There were other more practical reasons why I wanted to go straight. Drug dealing was getting harder, and the bizzies were catching up. Marsellus had got 15 years, and I knew they were gaining ground on the bigger fish – like me, Curtis Warren and all the rest. It was time to move on.
A few months before my change of heart, my solicitor had told me that my best quality was my ability to read when the writing was on the wall. A lot of villains get shown the writing on the wall but don’t read it. He said, ‘If you carry on the way you’re going, you’re going to get 15 to 20 years rammed up your arse.’ After Abbey was born, he said, ‘If you’re not careful, the next time that you’ll see your daughter she’ll have a daughter herself.’
That’s what straightened me out. It wasn’t fear of other gangsters. It wasn’t fear of getting older. It was fear of incarceration. I knew everything that jail had to offer, because I’d spent four months on remand. The only thing I didn’t know was the long-term effects of incarceration. Individuals who say that they’ll do a long stretch spinning on their dicks – and in the underworld we all know who they are – are either liars or insane. For anyone reading this book and thinking about being a crook – the downside is jail. Jail is a waste of your life, a waste of your time, a waste of your space. When you go to jail, it’s like you’ve died, and when you get out of jail it’s like a resurrection. You can start your life again. I know guys that are 40 and have spent 18 years in jail. It’s no good.

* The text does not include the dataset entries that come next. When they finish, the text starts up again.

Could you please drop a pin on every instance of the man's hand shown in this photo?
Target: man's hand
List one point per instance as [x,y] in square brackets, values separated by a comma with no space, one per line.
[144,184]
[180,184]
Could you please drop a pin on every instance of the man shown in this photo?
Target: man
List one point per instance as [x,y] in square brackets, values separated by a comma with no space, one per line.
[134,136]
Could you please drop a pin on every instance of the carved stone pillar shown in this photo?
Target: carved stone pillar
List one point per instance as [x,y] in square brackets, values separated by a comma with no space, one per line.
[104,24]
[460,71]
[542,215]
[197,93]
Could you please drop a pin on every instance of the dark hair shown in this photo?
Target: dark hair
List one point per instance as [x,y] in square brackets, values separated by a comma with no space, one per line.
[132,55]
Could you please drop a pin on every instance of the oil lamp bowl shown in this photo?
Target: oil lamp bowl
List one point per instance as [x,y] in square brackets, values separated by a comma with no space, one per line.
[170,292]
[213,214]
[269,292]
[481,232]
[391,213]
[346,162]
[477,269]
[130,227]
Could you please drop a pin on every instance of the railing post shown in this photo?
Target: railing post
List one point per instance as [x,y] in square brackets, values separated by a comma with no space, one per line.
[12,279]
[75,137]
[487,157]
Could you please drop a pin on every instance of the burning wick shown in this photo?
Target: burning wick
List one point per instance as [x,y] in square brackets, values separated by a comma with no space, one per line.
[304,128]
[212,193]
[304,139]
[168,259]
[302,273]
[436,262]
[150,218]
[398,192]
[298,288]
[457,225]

Even the old-school guys from the 1970s couldn’t cut it in the end. One was a villain I knew called John Haase. I had the utmost respect for him, because of his raw courage and bottle. He was a one-man army, and he feared no one. He spent most of his young life in prison for armed robbery. When he came out, he got onto the drugs bandwagon and made himself a lot of money real quick. When they arrested him, they found around £200,000 under the bed – just a small part of his financial empire. Nevertheless, when I went to visit him in Long Lartin prison, it was clear that jail had got to him. That was in 1993, a year before my epiphany. I remembered thinking, ‘If he can’t cut it, what chance do I have?’